As with most population-based studies, the inferences drawn at the group, community, or population level may not be applicable at the individual patient level. The reliability of the SVI tool may also require further validation using individual-level SES data. In addition, while this review used a systematic method to search multiple databases and screen results in order to reduce selection bias, relevant articles not yet published, posted, or indexed into the queried databases at the time of the search may have been missed. For articles that used the SVI to examine a patient population not explicitly identified as at risk for cancer or diagnosed with cancer, we reviewed the supplemental materials and all references cited in the methods before deciding whether to include or exclude.
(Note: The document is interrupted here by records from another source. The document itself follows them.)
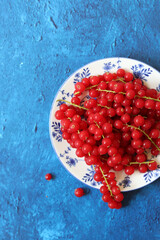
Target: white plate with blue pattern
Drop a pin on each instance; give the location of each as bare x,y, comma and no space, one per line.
76,166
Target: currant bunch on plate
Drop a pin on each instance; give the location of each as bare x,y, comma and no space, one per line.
114,129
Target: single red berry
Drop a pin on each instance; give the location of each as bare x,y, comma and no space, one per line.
136,143
70,113
107,128
140,158
139,120
150,104
113,204
119,205
125,118
139,103
154,133
143,168
98,177
79,192
108,77
111,175
63,107
79,152
48,176
104,189
129,170
75,100
120,72
119,197
116,190
94,80
130,94
152,166
102,149
59,115
80,87
86,82
118,167
106,197
128,77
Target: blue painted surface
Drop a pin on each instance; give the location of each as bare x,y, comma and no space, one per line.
41,44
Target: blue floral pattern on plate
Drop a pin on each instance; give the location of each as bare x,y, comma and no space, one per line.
57,134
158,88
76,165
141,72
151,174
88,177
78,76
126,182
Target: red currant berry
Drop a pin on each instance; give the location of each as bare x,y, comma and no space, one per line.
98,177
152,166
129,170
104,189
112,204
138,120
59,115
119,197
128,77
115,190
120,72
48,176
79,192
106,197
143,168
80,87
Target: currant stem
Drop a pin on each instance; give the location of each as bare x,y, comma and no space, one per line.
142,162
61,100
106,181
101,90
98,127
103,106
145,135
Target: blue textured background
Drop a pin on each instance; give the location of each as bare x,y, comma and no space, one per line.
41,43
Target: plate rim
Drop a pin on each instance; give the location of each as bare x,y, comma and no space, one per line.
54,100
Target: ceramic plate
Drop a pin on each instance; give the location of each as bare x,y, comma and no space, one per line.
76,166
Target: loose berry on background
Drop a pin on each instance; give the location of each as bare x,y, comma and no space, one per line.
48,176
79,192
Nevertheless, some relevant articles may have been inadvertently excluded during the full-text review stage. This review may be subject to publication bias in which studies with statistically significant findings are more likely to be published or presented. By including gray literature resources such as conference abstracts in the search process, we sought to reduce this bias in order to enhance the comprehensiveness of this review.

Conclusion

In summarizing the current literature as related to the use of SVI in oncology research, this review highlights the SVI as a promising tool for examining health disparities in cancer patients. The results of this study demonstrate the wide-ranging applications of the SVI to examining geographic disparities in potentially cancer-causing exposures, cancer diagnoses, cancer treatments, and cancer mortality as well as in post-operative care, survivorship care, and end-of-life care among cancer patients. Since the SVI dataset is geocoded, it may be linked with other geocoded datasets to generate actionable findings. By highlighting disparities in health-related outcomes and identifying discrete geographic areas with increased risk, the SVI could inform the development and implementation of geographically targeted interventions to decrease cancer morbidity and mortality at the community level. For instance, future research may employ the SVI to investigate disparities in access to cancer screening interventions and diagnostic procedures for early detection. The results from these studies may guide the regional dissemination of public health campaigns and educational programs designed to reduce the burden of cancer.